As Inflation Continues To Take Its Toll, Egg Smuggling Is On The Rise

Inflation has taken a toll on nearly every aspect of our lives over the past year. The impact on our most vital commodity — food — has been particularly painful. You've probably noticed this in multiple aisles of the grocery store, especially when you get to the eggs. The Consumer Price Index reveals that egg prices rose 60% from December 2021 to December 2022. That is significantly more than any other food or beverage category listed on the index. Translating that into dollar values, USA Today reports that the average price for a carton of a dozen large Grade A eggs was $1.93 at the beginning of 2022. By the end of the year, that price had risen to $4.25.

There are two major factors driving egg prices upward. The first is a deadly outbreak of highly contagious bird flu that has swept the country. According to the U.S. Department of Agriculture, nearly 58 million birds have contracted the disease as of January 2023. Per CBS, this is the deadliest outbreak of avian flu in United States history, and yet, the demand for eggs is on the rise. An increasing number of Americans are turning to eggs as their main protein source and reducing their consumption of meat. The tremendous imbalance of supply and demand is burning through our pockets, and while there are signs that egg prices could drop this year, some people are still taking desperate measures.

Egg seizures at the southern border are up 108%

While eggs in the U.S. have grown more and more expensive, they have remained temptingly cheap south of the border. Border Report explains that a carton of 30 eggs costs just $3.40 on average in Mexico, which has led an increasing number of Americans to attempt smuggling eggs across the border. The USDA forbids travelers from bringing raw eggs in from other countries due to the risk of them carrying bird flu, or another deadly avian illness called Newcastle disease.
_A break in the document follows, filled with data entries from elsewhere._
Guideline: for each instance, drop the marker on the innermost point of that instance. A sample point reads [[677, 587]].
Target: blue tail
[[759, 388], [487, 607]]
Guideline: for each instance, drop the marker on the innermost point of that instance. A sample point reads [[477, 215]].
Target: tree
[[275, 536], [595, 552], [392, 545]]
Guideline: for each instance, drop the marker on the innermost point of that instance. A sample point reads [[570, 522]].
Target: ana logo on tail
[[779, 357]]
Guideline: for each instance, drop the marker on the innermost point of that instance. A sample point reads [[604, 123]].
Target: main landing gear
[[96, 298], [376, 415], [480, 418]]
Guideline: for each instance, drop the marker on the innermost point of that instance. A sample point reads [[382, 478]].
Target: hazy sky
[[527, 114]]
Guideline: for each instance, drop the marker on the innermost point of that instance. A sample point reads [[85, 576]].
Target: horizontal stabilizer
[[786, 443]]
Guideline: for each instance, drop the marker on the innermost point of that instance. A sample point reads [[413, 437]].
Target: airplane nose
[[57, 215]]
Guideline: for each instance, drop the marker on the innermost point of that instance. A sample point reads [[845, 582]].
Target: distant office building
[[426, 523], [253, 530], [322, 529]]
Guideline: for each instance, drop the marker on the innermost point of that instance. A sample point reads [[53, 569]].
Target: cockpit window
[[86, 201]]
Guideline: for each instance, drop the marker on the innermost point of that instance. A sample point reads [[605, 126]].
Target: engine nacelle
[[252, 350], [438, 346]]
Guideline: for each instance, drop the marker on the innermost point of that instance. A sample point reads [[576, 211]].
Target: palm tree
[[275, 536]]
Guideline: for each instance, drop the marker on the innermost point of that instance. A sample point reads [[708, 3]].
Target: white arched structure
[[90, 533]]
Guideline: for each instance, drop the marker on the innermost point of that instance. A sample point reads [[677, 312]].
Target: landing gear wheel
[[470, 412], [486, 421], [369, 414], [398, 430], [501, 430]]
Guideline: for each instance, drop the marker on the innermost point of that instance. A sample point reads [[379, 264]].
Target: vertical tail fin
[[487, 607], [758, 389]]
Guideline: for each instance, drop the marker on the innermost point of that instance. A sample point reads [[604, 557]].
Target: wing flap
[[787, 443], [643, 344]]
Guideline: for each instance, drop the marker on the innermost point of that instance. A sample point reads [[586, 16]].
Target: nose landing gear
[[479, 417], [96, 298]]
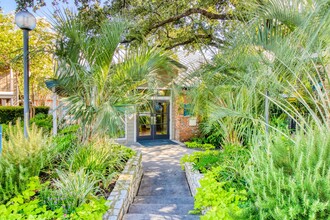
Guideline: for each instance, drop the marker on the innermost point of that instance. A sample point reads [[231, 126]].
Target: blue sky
[[10, 6]]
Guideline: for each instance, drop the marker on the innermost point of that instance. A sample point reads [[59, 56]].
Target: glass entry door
[[153, 120]]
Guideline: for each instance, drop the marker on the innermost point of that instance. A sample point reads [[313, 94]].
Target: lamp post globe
[[27, 22]]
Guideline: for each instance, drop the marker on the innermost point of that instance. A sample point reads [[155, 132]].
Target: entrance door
[[153, 120]]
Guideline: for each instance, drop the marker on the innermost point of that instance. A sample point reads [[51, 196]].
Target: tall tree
[[98, 76], [167, 23], [41, 43]]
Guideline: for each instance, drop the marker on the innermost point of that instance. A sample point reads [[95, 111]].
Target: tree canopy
[[11, 44], [166, 23]]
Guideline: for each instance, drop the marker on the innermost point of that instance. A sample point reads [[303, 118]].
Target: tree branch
[[189, 41], [201, 11]]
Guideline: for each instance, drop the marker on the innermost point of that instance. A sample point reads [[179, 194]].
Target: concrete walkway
[[164, 192]]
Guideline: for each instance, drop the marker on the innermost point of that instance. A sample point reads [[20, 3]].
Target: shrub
[[26, 205], [100, 156], [12, 113], [43, 121], [195, 144], [220, 199], [290, 177], [223, 192], [21, 159], [41, 110], [72, 189]]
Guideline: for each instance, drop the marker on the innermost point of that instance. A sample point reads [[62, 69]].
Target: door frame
[[169, 127]]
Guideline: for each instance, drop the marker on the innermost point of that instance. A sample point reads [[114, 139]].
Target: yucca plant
[[288, 173], [22, 159], [99, 76], [73, 189]]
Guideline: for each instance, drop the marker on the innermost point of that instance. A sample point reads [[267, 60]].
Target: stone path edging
[[125, 189], [193, 178]]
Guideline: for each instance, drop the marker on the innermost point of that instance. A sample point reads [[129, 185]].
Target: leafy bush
[[12, 113], [43, 121], [100, 156], [220, 199], [26, 205], [290, 177], [194, 144], [30, 204], [41, 110], [223, 192], [21, 159], [230, 155], [72, 189]]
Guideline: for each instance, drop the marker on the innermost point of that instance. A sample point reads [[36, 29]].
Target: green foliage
[[100, 156], [12, 113], [30, 204], [43, 121], [21, 159], [290, 177], [99, 97], [41, 110], [72, 189], [26, 205], [231, 156], [195, 144], [93, 209], [221, 199]]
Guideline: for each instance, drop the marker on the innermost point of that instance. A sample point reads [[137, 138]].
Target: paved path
[[164, 192]]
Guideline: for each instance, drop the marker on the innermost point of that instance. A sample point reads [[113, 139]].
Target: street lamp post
[[27, 22]]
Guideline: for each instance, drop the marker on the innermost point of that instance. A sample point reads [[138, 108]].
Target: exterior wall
[[181, 128], [130, 128], [8, 88], [184, 130]]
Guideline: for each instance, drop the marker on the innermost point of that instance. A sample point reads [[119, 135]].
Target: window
[[186, 109]]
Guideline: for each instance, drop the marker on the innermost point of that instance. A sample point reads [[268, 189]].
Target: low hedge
[[12, 113]]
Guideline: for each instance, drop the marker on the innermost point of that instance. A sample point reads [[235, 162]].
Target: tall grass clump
[[290, 177], [21, 159], [281, 55]]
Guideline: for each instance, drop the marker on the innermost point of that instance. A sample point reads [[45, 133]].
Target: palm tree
[[263, 54], [99, 76]]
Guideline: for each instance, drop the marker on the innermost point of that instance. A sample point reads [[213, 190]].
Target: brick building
[[167, 115]]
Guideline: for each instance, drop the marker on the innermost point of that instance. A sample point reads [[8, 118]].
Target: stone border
[[125, 189], [193, 178]]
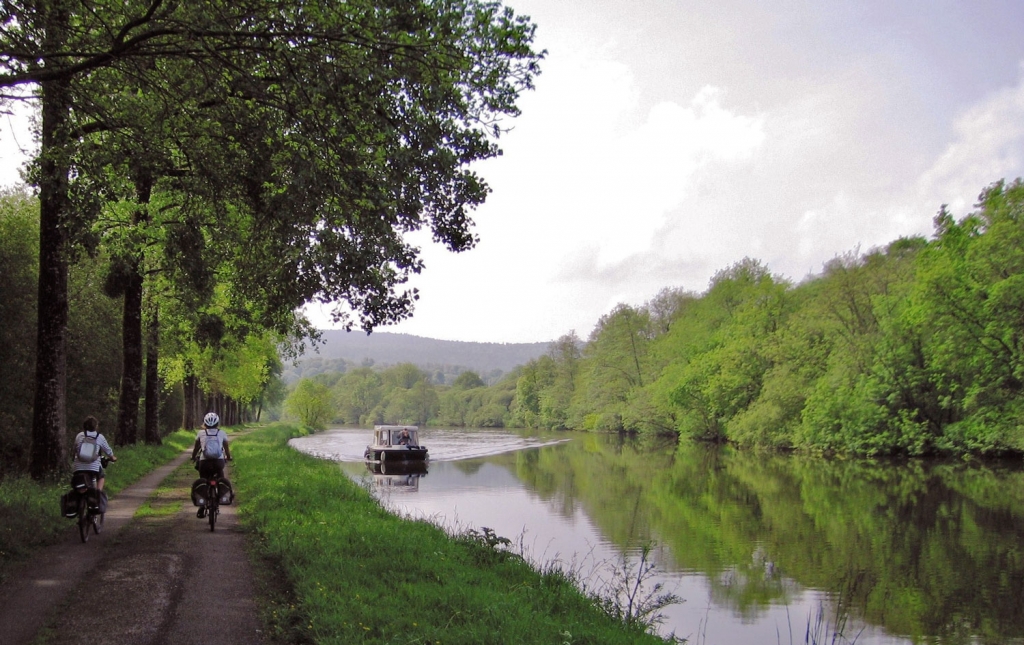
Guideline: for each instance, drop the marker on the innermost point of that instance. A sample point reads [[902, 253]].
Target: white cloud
[[988, 144]]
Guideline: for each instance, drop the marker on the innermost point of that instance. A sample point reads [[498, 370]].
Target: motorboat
[[395, 443]]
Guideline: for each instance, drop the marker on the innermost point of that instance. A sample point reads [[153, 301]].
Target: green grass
[[350, 572], [30, 514]]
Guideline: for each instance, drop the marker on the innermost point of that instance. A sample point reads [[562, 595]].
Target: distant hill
[[341, 349]]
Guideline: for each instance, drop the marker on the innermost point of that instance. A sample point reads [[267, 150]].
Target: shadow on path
[[161, 578]]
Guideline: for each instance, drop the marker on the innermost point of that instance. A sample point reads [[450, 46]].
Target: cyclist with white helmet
[[212, 449]]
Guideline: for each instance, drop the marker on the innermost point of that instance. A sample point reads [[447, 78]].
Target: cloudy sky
[[668, 139]]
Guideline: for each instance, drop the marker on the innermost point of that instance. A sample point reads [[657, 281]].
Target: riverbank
[[338, 568]]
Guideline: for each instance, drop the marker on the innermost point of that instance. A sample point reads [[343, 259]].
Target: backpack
[[212, 448], [88, 450]]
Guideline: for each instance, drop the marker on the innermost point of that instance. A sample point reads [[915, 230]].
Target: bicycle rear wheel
[[83, 518], [213, 507]]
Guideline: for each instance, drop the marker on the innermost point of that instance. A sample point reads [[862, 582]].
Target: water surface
[[759, 547]]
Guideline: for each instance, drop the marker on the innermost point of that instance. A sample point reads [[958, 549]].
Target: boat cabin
[[395, 442]]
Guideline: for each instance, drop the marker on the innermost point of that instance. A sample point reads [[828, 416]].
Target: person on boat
[[212, 449], [87, 459]]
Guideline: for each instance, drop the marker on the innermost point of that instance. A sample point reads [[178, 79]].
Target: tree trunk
[[131, 366], [49, 412], [190, 416], [131, 338], [153, 381]]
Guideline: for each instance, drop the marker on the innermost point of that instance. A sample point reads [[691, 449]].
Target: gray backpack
[[213, 448], [88, 450]]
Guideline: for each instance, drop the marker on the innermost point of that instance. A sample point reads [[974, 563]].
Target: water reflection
[[396, 477], [762, 547]]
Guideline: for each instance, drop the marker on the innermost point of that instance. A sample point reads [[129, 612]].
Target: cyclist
[[211, 448], [87, 458]]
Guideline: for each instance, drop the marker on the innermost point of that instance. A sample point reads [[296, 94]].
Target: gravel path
[[160, 578]]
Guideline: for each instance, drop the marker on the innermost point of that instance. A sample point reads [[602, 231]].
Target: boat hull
[[402, 454]]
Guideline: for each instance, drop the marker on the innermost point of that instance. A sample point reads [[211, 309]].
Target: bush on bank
[[358, 574]]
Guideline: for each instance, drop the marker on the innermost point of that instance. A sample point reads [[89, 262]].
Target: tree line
[[220, 164], [914, 348]]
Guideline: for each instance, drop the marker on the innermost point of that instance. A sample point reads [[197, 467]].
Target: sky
[[668, 139]]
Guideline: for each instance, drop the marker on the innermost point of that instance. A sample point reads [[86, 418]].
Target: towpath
[[160, 578]]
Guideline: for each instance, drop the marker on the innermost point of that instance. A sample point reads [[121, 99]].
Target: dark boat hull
[[403, 454]]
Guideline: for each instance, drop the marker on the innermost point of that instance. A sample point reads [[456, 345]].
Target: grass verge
[[30, 514], [348, 571]]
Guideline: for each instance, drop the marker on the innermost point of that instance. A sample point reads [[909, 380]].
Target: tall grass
[[352, 572], [30, 514]]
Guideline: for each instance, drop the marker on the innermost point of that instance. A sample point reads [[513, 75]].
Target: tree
[[378, 111], [310, 403]]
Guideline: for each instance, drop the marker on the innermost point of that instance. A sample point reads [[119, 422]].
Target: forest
[[910, 349], [204, 170]]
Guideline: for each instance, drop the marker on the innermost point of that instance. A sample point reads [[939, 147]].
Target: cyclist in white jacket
[[90, 432]]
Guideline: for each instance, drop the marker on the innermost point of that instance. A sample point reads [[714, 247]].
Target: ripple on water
[[347, 444]]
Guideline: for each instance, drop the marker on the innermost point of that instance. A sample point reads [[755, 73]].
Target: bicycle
[[208, 498], [89, 503]]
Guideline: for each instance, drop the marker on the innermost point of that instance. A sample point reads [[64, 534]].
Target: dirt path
[[159, 578]]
Border Report spoke to U.S. Customs and Border Protection (CBP) Supervisory Agriculture Specialist Charles Payne, who revealed that seizures of illegal eggs rose 108% between October 1, 2022, and December 31, 2022. Those caught smuggling eggs into the country face fines of up to $10,000. However, Payne says that the maximum only applies to large-scale commercial shipments. Individuals carrying a smaller quantity of eggs would face fines of around $300. These fines can be avoided if you declare your shipment at the border, but even then, CBP will confiscate the eggs and destroy them.